Devoldfabrikken

culture and shopping

Devoldfabrikken is an historical landmark and a significant part of our region’s industrial history.

Ole Andreas Devold, founder of Devoldfabrikken, started his own textile factory in 1853. Devold wool garments have been worn by many of the world’s most famous adventurers: Fritjof Nansen and Roald Amundsen wore Devold in their adventures. This is an innovative and functional wool clothing of the highest quality and several of its designs have become iconic for Norwegians. Devoldfabrikken is the home to the brands headquarter, design and business development. 

Knut Flakk and family - our owners - were inspired to create 62ºNORD when the production of Devold wool products was internationalized – this industrial space was thus redesigned as a hub for culture and inspiration, a melting pot of artists, craftsmen, speckled with boutique shops and cozy eateries.

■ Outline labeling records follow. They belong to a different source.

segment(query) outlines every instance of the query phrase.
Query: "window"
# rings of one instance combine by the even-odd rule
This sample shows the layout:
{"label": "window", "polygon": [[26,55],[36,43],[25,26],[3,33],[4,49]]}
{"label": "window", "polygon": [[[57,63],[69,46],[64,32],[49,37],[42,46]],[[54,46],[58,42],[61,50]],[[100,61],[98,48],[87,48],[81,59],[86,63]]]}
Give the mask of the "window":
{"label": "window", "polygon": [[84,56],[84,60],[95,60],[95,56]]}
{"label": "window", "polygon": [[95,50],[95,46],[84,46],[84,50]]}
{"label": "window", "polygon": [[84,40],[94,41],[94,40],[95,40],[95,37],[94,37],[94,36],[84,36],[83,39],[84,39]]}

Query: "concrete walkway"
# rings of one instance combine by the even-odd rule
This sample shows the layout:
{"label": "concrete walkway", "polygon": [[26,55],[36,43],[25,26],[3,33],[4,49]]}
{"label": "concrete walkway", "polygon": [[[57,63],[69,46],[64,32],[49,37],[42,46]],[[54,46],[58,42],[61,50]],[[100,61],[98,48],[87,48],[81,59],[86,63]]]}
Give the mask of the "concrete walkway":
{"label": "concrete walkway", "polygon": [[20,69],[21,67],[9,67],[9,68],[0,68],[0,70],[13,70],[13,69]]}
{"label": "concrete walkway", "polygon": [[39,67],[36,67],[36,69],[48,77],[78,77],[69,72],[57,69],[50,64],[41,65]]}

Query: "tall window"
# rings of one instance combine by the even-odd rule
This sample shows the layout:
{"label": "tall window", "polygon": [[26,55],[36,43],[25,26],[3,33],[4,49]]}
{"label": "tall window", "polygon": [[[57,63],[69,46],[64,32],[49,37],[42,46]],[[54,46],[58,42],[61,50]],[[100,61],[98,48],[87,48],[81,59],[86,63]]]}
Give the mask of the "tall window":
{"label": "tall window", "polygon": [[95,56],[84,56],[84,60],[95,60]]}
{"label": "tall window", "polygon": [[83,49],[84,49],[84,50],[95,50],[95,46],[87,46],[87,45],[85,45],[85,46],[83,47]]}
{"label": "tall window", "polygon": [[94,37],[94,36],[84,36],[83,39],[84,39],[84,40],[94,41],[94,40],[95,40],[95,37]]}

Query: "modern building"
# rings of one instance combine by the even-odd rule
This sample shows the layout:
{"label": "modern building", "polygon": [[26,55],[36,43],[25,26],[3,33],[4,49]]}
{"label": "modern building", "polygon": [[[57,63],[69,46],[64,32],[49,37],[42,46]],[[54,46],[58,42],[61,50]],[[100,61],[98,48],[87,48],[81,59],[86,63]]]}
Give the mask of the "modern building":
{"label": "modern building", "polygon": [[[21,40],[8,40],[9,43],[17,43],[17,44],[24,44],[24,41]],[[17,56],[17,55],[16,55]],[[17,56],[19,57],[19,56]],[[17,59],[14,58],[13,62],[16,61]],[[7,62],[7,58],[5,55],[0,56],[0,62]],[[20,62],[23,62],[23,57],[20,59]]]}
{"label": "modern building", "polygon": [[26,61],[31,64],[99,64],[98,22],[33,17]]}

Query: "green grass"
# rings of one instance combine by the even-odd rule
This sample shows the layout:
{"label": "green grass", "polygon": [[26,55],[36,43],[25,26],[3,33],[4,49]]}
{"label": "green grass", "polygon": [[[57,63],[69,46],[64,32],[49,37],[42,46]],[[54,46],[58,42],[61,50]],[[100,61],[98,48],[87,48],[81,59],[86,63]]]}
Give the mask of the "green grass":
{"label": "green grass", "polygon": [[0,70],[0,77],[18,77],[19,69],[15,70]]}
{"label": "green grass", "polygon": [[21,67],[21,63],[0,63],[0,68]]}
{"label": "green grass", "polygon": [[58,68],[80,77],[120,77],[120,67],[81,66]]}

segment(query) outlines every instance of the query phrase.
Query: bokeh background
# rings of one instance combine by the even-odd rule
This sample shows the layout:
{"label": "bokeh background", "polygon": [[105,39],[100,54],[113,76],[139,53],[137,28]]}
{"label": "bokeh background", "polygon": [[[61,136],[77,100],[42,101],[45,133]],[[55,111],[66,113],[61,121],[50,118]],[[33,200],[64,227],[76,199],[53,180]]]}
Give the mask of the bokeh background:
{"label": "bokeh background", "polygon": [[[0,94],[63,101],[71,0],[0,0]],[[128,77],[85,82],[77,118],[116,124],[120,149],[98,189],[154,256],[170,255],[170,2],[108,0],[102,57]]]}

Designer boutiques & outlets

Yes, of course you will find Devold clothes in their brand store at Devoldfabrikken. To buy clothes at the outlet is a long standing local tradition, an opportunity to get the best garments at the best prices. At Devoldfabrikken you will find a curated selection outlet boutiques along with tasteful designer shops. If you are fond of Scandinavian design you will definitely enjoy shopping here, in sight of the beautiful surroundings. Devoldfabrikken is home to a rich and long history, that you will find in all of its corners.

Devold museum

Devold Museum celebrates the history of Norway's oldest knitwear manufacturer; come and learn about our 162 years of textile history. The museum has free entrance. 

Celsius Glas Studio

Be sure to stop by Celsius Glass Studio and talk to our talented resident artist Cornelia. Once in her colorful workshop, you will step into the amazing world of glass-blowing. You can watch the glass-blowing process and learn about the craftsmanship. The work displayed on the shelfs – Cornelia’s art work – is there for your pleasure and it can be bought to take home.

Inger K Giskeødegård

The famous illustrator Inger K. Giskeødegård’s studio is in Devoldfabrikken. "My art ranges from small newspaper drawings to very large formats, walls… " says the artist. Please contact Devoldfabrikken to make a studio appointment.

Wood art

Woodturner Eyvind does much more than traditional woodturned pieces, such as dishes and bowls. He also designs cufflinks, candlesticks, salt and pepper mills, bottle openers and shaving tools. "In the workshop I have some 150 different types of wood from all over the world, with different colors and structures" says Eyvind. His charming shop at Devoldfabrikken is well worth a visit.

OH Design Forge

You will find the welder Odd Harald on the forge at Devoldfabrikken. The well-preserved forge from the 1920’s works is still working as well today as it did when it was used to repair parts and machinery for the factory. Odd Harald is a creative spirit with a rare talent, combining traditional craftsmanship with modern design.

Art Building Forge

You may meet our blacksmith Peter, as he often visits the old forge. He’s working strictly with fire, coal, air and metal, the traditional way, Devoldfabrikken is his working place of election. "In the times we live in now, it’s particularly important that we do not forget the traditional crafts", says Peter. Come and see his craftmanship, it is an exciting and educational experience. 

Devoldbanen

Did you know that Norway’s largest scale model railway is to be found at Devoldfabrikken? Devoldbanen is an impressive sight with an incredible number of beautiful sceneries and details. Devoldbanen is built by local enthusiasts, the Pensen’s Friends Club. They have shared the same hobby for over 30 years, and have 1000 square meters of space at their disposal in the factory. These friends meet several times a week to create and share new ideas. Devoldbanen is open the last Saturday every month. Entrance fee kr 50,- ( 0-3 years free)

OPEN MONDAY - FRIDAY 10 - 22, SATURDAY 10 - 18

Express boat from Ålesund town centre to Devoldfabrikken – 7 minutes.